Ирвин усмехнулся. Что тут может измениться? Но Бейлин просто хотела поддержать его, пусть и неуклюже — и от этой поддержки становилось легче. Рядом был кто-то, кто искренне разделял его боль.
Потом он, кажется, задремал — траурный зал вдруг соскользнул куда-то в сторону, и Ирвин увидел степь: свежую, наполненную всеми оттенками воздушной зелени. Далеко-далеко синел размытый горный хребет, и воздух был таким сладким, что его хотелось пить, словно дорогое вино. В степи был день, но Ирвин, шагая среди высоких трав, чувствовал над головой луну.
Она пела. Сейчас ее песня была торжественным гимном любви и жизни — в ней не было ни капли боли и безумия. Она была не такой, к какой привык Ирвин: он вслушивался в переливы мелодии, и все в нем поднималось и текло куда-то вперед.

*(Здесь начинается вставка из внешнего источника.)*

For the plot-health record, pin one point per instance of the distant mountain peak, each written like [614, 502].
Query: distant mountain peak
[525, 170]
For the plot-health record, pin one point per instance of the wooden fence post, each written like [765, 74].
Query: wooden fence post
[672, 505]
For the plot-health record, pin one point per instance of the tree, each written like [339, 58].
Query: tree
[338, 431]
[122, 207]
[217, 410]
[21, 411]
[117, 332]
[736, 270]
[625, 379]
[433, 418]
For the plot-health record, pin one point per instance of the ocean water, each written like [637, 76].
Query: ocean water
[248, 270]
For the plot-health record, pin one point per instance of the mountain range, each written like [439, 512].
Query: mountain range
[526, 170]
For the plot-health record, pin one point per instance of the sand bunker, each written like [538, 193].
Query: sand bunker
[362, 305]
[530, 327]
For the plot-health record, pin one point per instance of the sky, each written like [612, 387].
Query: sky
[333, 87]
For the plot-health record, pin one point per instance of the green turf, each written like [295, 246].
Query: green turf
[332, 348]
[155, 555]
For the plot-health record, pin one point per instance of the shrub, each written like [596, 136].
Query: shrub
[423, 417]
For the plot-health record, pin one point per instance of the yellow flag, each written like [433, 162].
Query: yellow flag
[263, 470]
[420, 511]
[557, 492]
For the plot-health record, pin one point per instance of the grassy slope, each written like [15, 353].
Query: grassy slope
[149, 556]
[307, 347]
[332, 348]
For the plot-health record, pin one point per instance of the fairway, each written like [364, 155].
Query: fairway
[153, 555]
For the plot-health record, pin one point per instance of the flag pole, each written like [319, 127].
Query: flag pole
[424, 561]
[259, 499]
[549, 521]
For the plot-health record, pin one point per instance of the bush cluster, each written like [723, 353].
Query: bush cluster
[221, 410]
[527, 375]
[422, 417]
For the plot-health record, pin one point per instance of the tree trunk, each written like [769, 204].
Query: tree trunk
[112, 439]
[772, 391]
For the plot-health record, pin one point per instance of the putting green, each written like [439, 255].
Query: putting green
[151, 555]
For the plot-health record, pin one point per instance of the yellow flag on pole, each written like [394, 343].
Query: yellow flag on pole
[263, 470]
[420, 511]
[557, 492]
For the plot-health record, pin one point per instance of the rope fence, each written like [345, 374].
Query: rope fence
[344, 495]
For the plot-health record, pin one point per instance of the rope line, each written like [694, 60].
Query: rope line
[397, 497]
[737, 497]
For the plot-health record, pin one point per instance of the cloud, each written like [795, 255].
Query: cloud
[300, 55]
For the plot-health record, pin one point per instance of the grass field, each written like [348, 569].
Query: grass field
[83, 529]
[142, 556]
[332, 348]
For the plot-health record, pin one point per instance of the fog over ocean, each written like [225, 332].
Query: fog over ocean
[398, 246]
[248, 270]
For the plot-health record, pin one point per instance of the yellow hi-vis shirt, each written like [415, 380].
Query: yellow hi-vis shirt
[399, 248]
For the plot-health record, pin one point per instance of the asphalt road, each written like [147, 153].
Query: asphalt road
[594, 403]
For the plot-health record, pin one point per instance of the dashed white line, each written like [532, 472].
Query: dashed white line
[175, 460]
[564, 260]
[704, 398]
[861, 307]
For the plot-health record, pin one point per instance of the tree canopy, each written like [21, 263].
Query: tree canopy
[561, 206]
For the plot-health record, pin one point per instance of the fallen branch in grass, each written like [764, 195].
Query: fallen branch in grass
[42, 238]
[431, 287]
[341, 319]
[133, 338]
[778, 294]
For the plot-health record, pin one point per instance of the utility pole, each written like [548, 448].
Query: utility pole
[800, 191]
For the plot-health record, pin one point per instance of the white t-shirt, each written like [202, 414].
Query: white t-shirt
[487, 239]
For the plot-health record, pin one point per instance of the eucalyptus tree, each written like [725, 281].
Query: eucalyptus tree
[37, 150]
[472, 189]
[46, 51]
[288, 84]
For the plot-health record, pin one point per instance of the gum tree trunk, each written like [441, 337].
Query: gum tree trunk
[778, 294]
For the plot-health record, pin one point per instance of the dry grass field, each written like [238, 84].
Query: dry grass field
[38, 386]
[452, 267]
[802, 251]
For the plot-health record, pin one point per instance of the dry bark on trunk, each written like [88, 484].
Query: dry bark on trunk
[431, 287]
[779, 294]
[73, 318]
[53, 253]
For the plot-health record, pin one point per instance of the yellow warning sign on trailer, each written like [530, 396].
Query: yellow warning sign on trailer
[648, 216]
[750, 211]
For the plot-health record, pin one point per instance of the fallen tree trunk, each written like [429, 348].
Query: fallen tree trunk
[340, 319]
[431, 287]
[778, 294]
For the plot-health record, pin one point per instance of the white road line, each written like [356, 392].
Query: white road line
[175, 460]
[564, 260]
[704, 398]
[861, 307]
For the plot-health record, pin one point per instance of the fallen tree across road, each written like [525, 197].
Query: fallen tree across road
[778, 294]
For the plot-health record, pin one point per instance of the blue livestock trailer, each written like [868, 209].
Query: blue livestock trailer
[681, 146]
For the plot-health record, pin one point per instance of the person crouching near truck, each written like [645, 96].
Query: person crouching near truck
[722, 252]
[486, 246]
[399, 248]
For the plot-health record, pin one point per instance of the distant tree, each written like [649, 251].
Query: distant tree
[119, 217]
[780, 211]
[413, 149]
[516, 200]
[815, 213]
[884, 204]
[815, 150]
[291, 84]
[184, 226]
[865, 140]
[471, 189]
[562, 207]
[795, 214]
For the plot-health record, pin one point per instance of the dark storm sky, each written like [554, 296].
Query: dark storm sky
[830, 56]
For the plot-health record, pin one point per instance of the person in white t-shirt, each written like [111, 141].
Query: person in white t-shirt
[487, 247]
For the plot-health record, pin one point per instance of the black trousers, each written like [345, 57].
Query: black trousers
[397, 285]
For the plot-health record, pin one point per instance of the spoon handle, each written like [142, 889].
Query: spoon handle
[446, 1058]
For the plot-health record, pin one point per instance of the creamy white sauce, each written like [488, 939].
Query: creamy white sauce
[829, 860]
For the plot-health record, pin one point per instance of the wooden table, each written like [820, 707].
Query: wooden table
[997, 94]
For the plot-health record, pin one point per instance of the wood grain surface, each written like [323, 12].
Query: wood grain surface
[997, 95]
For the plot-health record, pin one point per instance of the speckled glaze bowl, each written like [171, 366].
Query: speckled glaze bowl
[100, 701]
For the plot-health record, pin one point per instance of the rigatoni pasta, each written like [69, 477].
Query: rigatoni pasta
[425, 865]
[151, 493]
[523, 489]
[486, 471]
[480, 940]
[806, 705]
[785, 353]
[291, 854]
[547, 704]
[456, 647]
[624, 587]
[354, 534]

Он вдруг понял, что кого-то ведет за руку. Опустив глаза, Ирвин увидел темноволосую девочку — он не очень-то разбирался в детском возрасте, но решил, что ей не больше трех лет. Девочка посмотрела на него, улыбнулась, и в ее карих глазах заискрилось веселье.
— Догоняй! — закричала она и, освободив ладошку из его руки, бросилась бежать туда, где из прозрачного воздуха раннего лета вдруг соткался мальчишеский силуэт. Этот ребенок был уже старше, он показался Ирвину школьником. В его руках была катушка, и мальчик сосредоточенно смотрел, как большой воздушный змей упруго плывет по ветру.

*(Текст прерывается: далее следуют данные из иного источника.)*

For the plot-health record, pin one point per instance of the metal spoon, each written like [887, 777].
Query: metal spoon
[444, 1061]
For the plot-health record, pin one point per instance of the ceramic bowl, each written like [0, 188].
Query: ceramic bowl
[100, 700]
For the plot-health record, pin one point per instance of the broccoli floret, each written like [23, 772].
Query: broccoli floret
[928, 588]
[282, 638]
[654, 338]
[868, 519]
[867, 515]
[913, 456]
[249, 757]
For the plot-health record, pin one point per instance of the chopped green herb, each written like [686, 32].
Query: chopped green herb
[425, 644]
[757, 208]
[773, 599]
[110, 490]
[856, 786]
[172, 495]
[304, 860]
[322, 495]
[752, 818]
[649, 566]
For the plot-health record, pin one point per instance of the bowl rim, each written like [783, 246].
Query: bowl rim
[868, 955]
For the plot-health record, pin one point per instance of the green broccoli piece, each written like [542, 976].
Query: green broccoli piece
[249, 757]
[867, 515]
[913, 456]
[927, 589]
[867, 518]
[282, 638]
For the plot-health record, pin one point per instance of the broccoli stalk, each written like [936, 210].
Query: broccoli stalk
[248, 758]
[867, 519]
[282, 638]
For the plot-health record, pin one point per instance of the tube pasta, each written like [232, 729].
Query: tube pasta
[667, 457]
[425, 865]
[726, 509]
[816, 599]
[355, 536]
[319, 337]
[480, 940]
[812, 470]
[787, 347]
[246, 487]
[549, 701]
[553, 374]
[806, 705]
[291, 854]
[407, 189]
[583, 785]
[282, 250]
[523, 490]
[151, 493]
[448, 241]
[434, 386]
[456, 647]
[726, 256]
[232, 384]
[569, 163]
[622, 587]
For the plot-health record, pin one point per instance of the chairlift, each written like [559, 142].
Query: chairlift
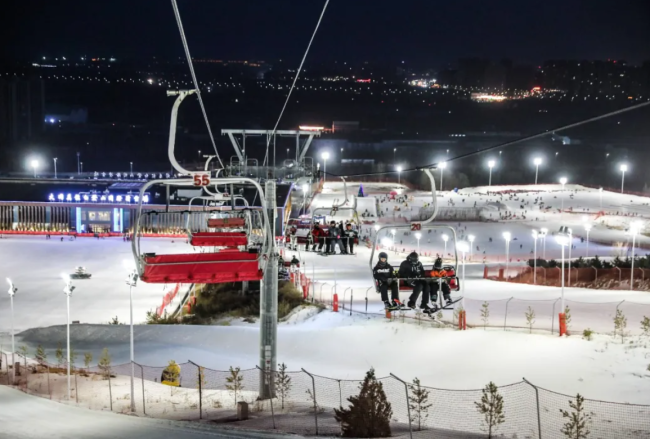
[448, 271]
[231, 265]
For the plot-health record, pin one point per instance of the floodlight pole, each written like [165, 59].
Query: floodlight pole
[269, 304]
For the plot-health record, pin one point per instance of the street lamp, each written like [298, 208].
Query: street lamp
[305, 188]
[600, 190]
[537, 162]
[635, 228]
[445, 238]
[12, 293]
[471, 239]
[623, 171]
[563, 181]
[544, 231]
[463, 247]
[570, 233]
[69, 288]
[442, 167]
[588, 229]
[325, 156]
[491, 164]
[535, 237]
[563, 239]
[34, 164]
[131, 281]
[507, 236]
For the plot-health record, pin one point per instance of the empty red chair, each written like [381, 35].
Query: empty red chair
[219, 239]
[222, 267]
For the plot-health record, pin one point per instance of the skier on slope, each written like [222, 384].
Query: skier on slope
[350, 235]
[442, 284]
[383, 274]
[413, 270]
[293, 238]
[317, 236]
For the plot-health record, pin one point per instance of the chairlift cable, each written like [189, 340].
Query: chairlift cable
[196, 82]
[295, 79]
[506, 144]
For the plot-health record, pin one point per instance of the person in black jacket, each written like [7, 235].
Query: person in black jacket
[384, 275]
[350, 235]
[334, 239]
[412, 270]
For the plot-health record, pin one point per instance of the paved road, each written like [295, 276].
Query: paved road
[28, 417]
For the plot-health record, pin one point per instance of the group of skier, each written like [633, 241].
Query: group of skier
[412, 271]
[336, 235]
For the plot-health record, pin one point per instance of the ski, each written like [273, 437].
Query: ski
[447, 306]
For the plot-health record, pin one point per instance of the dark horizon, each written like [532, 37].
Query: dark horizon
[418, 33]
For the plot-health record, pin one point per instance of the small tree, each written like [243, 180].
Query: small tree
[88, 358]
[41, 356]
[418, 403]
[485, 313]
[620, 323]
[645, 326]
[530, 319]
[234, 382]
[577, 420]
[369, 412]
[105, 363]
[491, 407]
[23, 351]
[59, 356]
[282, 382]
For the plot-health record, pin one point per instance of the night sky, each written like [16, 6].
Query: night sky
[420, 32]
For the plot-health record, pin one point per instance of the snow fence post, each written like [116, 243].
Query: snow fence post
[110, 391]
[505, 319]
[408, 407]
[49, 393]
[271, 396]
[539, 419]
[367, 298]
[553, 316]
[144, 406]
[200, 378]
[313, 383]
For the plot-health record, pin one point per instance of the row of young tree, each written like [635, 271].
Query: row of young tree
[595, 262]
[619, 321]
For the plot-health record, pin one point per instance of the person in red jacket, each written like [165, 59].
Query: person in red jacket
[316, 238]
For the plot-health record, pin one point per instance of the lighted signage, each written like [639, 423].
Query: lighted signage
[94, 198]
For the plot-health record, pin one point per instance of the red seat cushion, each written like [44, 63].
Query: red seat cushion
[219, 239]
[202, 268]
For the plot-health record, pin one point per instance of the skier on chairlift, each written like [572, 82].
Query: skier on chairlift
[413, 271]
[384, 276]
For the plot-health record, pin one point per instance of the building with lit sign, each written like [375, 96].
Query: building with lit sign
[104, 206]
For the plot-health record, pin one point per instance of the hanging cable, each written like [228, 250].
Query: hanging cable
[196, 83]
[506, 144]
[295, 79]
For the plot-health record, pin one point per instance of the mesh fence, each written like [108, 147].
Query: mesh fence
[304, 403]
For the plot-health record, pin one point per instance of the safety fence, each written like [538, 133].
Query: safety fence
[304, 403]
[508, 313]
[583, 277]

— Догоняй! — девочка обернулась, замахала рукой. — Догоняй уже!
Ирвин вздрогнул и проснулся.
Наступил вечер — в траурном зале горели лампы, и какие-то человеческие тени скользили от дверей к постаменту, замирали, скорбно склонив головы, и утекали прочь. Лицо Арьяны хранило спокойную умиротворенность, словно она сделала очень важное дело и заслужила толику отдыха. Долгий и трудный день подошел к концу.
Ирвин поднялся и приблизился к постаменту с гробом. Арьяну нарядили в традиционное синее платье с золотой вышивкой, надели ледариновую цепочку с дымно-голубым бриллиантом. “Она же спит, — подумал Ирвин, глядя в лицо жены. — Спит и видит степь, бескрайнюю зелень и наших детей”.